Hash functions for MPI datatypes.
Julien Langou, George Bosilca, Graham Fagg and Jack Dongarra.
-
Presentation at ICL lunch presentation (09/23/2004
(PDF)
-
Technical paper (UT-CS-05-552) presented at Euro PVM-MPI 2005
(PDF)
In the Proceedings of the 12th European PVM/MPI Users'
Group Meeting, Sorrento, Italy, September 2005. LCNS-3666:76-83, 2005.
-
Code used to make the experiments of the paper (under modified BSD licence)
08/01/2006 hash-MPI-datatype--0.9.2.tgz : add modified BSD licence
05/03/2005 hash-MPI-datatype--0.9.1.tgz : first public release
-------------------------------------------------------------------------------------------
Addition Multiplication
------------------------------------------- -----------------------------------------------
mmm_bs1 + modulo (2^w)-1 left bitshift circulaire 1(<=> * modulo (2^w)-1 )
xor_bs1 xor left bitshift circulaire 1
gfd + in GF(2^w) * in GF(2^w)
crc cyclic redundancy check cyclic redundancy check
-------------------------------------------------------------------------------------------
--------------------------------------------
TESTING OF THE PROPERTIES OF CONCATENATION
--------------------------------------------
to create the executables: make testing
./xxx_test_concat_mmm_bs1
./xxx_test_concat_xor_bs1
check that
f( [ X1, X2 ] ) = f(X1) o f(X2)
for various value of X1, X2 (see OPTIONS)
and check that
f( [ X1, X2 , X3, X4 ] ) = ((f(X1) o f(X2))o(f(X3) o f(X4)))

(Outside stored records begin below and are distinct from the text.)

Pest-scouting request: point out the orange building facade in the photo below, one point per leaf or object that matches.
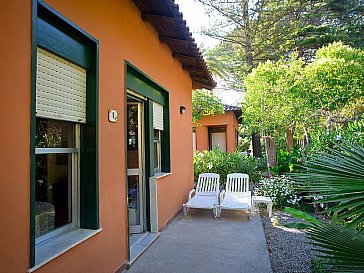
(91, 130)
(218, 131)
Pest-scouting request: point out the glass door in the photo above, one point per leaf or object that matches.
(135, 168)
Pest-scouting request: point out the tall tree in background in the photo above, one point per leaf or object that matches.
(205, 104)
(271, 104)
(254, 31)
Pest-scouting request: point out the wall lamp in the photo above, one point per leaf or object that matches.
(182, 109)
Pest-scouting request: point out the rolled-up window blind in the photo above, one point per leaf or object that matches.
(61, 88)
(157, 116)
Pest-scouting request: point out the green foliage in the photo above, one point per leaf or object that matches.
(319, 266)
(205, 104)
(280, 189)
(287, 162)
(333, 81)
(223, 163)
(338, 177)
(271, 104)
(321, 139)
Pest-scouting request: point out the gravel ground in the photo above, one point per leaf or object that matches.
(288, 248)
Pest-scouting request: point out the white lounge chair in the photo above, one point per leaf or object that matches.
(236, 196)
(206, 194)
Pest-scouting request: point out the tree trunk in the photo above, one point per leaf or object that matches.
(289, 139)
(257, 147)
(306, 139)
(271, 152)
(247, 31)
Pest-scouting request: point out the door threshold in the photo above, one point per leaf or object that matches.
(140, 245)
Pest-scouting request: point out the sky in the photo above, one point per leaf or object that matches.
(194, 14)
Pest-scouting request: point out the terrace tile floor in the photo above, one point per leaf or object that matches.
(201, 244)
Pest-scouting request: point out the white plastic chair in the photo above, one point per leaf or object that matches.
(206, 194)
(236, 196)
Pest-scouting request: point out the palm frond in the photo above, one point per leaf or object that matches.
(337, 177)
(341, 246)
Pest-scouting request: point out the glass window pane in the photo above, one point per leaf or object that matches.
(133, 200)
(53, 192)
(133, 123)
(157, 150)
(54, 134)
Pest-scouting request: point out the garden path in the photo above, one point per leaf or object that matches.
(201, 244)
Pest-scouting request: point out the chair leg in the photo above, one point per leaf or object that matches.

for various value of X1, X2, X3, X4 (see OPTIONS)
OPTIONS:
-wg <WG>
the number of predefined datatype
DEFAULT: WG=48 (ask George why)
-w <W> -m <M>
the size of the signatures will be W*M bits
W*M should be smaller or equal to 32
CORRECT VALUE: (W=16,M=1) (W=8,M=2)
DEFAULT: (W=8,M=2)
-nx <NX>
nx is the length of the word to be encoded
the first and the second words are both of size nx/2
if -nx1 or -nx2, this option is ignored
DEFAULT: NX=100
-nx1 <NX1>
the size of the first word X1
if nx1 is defined and nx2 is not, nx2=nx1 whatever nx is
DEFAULT: NX1=50
-nx2 <NX2>
the size of the second word X2
if nx2 is defined and nx1 is not, nx1=nx2 whatever nx is
DEFAULT: 50
-seed <SEED>
the seed to generate the first random number
DEFAULT: 1
-iter <ITER>
the number of times the operations are performed
DEFAULT: 10
---------------------------
HASHING QUALITY
---------------------------
to create the executables: make quality
./xxx_bourrin_main_16
./xxx_bourrin_main_32
./xxx_bourrin_random_16
./xxx_bourrin_random_16
NO OPTIONS AVAILABLE
those programs analyze the quality of the hash of different hash functions.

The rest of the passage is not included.